There are use cases where you might need to skip fetching all metrics defined in a YAML file based on some conditions like application version, installation type, etc. This condition can be specified in the require section. You can specify the condition class and pass values to the condition class using classname and value fields. The condition class should extend from com.sematext.spm.client.observation.BeanConditionCheck. The agent provides a built-in com.sematext.spm.client.observation.BaseVersionConditionCheck base class for version check based conditions. You can extend from this class and write your implementation to return the actual version.
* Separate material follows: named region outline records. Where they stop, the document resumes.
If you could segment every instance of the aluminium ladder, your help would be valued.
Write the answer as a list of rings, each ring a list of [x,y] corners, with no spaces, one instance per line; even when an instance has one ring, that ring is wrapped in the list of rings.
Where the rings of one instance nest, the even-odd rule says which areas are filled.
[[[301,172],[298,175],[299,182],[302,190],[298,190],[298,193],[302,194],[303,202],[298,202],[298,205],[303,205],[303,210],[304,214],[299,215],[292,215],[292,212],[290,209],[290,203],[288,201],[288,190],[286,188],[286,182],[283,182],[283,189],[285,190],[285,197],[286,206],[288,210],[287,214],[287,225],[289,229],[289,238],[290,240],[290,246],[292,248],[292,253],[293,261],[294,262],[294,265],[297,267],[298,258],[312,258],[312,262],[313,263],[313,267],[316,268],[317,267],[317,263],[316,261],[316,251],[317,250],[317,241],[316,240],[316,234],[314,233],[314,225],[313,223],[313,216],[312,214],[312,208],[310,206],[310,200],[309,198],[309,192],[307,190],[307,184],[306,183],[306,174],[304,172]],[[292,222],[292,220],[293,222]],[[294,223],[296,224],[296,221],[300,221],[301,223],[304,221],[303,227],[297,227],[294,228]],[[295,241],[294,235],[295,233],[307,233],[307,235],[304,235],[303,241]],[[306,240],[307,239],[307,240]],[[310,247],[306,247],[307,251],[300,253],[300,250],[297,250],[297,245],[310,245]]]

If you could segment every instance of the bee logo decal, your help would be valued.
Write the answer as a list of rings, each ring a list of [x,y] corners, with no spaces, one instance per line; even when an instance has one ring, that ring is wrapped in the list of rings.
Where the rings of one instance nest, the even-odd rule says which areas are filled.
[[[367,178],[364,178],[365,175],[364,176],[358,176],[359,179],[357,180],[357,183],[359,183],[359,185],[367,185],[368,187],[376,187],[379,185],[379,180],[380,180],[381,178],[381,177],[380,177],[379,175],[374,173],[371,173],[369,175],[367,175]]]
The value field for version checks can take a specific version or ranges. Example values are 7, 23.1.16, 0.17-1.33.9 (match any version between specified range), *-1.0 (any version till 1.0), 1.0-* (any version greater than 1.0). In the below example, the agent fetches the old searcher metrics only for Solr version 1 to 6. com.sematext.spm.client.solr.SolrVersionCheck is custom condition class that extends com.sematext.spm.client.observation.BaseVersionConditionCheck and reads the version by querying specific JMX attributes.

type: jmx
require:
  - className: com.sematext.spm.client.solr.SolrVersionCheck
    values: 1-6

observation:
  - name: searcher_solrOld
    metricNamespace: solr
    objectName: solr/${core}:type=searcher,*

How to group metrics in YAML file

It is recommended to logically group multiple metrics under a single YAML file based on what kind of metrics are collected. For example, in Tomcat all Thread Pool related metrics are grouped under jmx-thread-pool.yml and in MySQL all binlog metrics are grouped under db--binlog-stats-status.yml.

If a single SQL query or URL returns multiple different groups of metrics, they can still be grouped under different YAML files with same query or URL as source. The agent caches the responses internally and does not issue multiple requests to fetch data from same query/URL when used across multiple YAML files (the agent ensures a single unique collection query is executed only once). For example, in case of MySQL, SHOW /*!50002 GLOBAL */ STATUS query is used in db-handler-stats-status.yml, db-command-stats-status.yml, db--binlog-stats-status.yml, etc. The agent will execute SHOW /*!50002 GLOBAL */ STATUS query only once and uses the cached result to extract the values for metrics specified in the above YAML files.